In “Champions,” Kaitlin Olson plays Alex, the sister of a young man with Down Syndrome. Woody Harrelson plays Marcus, a temperamental basketball coach sentenced to work with the team. Alex is not nearly as messy as Olson’s best-known roles: on “Hacks,” struggling with dysfunction and substance abuse as the daughter of Jean Smart’s Las Vegas stand-up performer, and on “It’s Always Sunny in Philadelphia” as a selfish, not-very-bright, and utterly un-self-aware waitress. In an interview, Olson talked about creating a sense of family history with her co-stars and the particular challenges of playing a kind, responsible, and thoughtful person.
You play Alex, a character who wants to be an actress, and we see her performing Shakespeare for middle schoolers. Is she a good actress?
Yes, I think that’s one of the things that’s so wonderful about her, that she lives in this tiny town. She probably doesn’t want to be there. She’s probably staying there because she wants to protect her brother and make sure that he’s safe, she works as a teacher, but her love is acting. I think that she’s very passionate about it. And even though it’s on such a small scale, it doesn’t matter to her. It’s where she feels happiest. So, yes, she’s probably a pretty great Shakespearean actress.
I loved it when Alex told Marcus that acting was her basketball because she showed that she really knows her stuff. And she used a story from Shakespeare’s A Winter’s Tale to communicate to the team something Marcus had not been able to explain.
Marcus is just oblivious to the fact that it’s his responsibility to change his tactic in getting Johnny to understand. It’s really representative of how people who are not disabled need to adjust their perspective a little bit. You meet people where they are, and when you do, they can thrive. So, when Alex recognizes that she just needs to use the Winter’s Tale reference with him, and then he’ll get it, that’s such a powerful message for inclusion and how it’s our job to sometimes adjust our tactics to help people thrive.
What did you do to connect to the actor who plays your brother, Kevin Iannucci, to give us a sense of their relationship over a lifetime?
It was important to both Kevin and myself that we meet each other before we were on camera together. And honestly, I don't think we needed to dig too far into each other’s past. We just had to get to know each other. And the truth is, Kevin is just a big beautiful heart. He is just such a loving, wonderful, present young man. And he was so excited to be there and so ready to learn and to deliver his best. And just developing that connection was enough for us. It was very easy for me to know my character would be fiercely protective of him and value him.
Alex is in her forties, and she’s living with her mother and her brother. What does that tell us about her and about how quick she was to get angry when challenged on that?

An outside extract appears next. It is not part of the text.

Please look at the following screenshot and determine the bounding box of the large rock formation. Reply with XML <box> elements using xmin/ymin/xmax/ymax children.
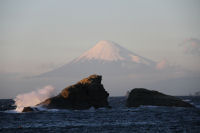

I think it tells us that she’s put aside all of her goals and dreams to do what she thinks is the most important thing, which is to make sure her brother is okay. And I think that she has a hard life, but it’s worth it because what she’s doing in taking care of her brother is more important from her perspective than just forgetting about it and moving out and following her dreams.
I think that he helps her understand that it’s more about her than it is about him. He doesn’t need it from her, but she thinks that he does. That is such a powerful moment when he climbs the bleacher stairs to let her know that he’s moving out. I think she finally understands that he’s been staying there for her.
When you first got the script, what was it that really called to you?
I loved how different this character was from anything I had been doing on camera for a while.
I was very excited to work with [director] Bobby Farrelly and Woody. And I just love a well-executed combination of humor and vulnerability, and emotion. I read a lot of projects where it seems forced, and this one felt very real and authentic.
What is it in Alex’s wardrobe that tells us about who she is and how she tries to be herself, even with all the restrictions she's dealing with?
Oh, I love this question. There was a vintage purple jacket that we had that she wore all the time. And I think that there’s just something interesting about having a set piece. Oftentimes when you’re doing a show, you wear one outfit, and then you can’t ever wear that again on camera. I’m like, “Hold on a second; in real life, people have a closet. They re-wear their wardrobe.” So, we went out of our way to make sure that this coat is just a special part of her life. She probably spent a little bit of money on it, more than she usually does. I like that it was a coat because it felt very protective. And it was the one thing that she did for herself because she’s a very selfless person who really spends her life trying to take care of everybody else.
I’ve always really appreciated the way that you commit yourself to characters who are very messy. And this character, it seems to me, is not messy. That must have been, in some ways, more of a challenge.
I think humans are messy, and it’s something that I love. It’s one of the reasons I love acting. She’s just messy in a different way than Dee or Mickey. Inadvertently she was being very selfish by holding her brother back and not listening to him, thinking she’s going to protect him. He’s been telling her, “I don’t need you to protect me.” I don't think she knows that she’s being a martyr, but she is. But you’re right, she’s not a degenerate. I loved being able to just do something different.
"Champions" will be available only in theaters on March 10th.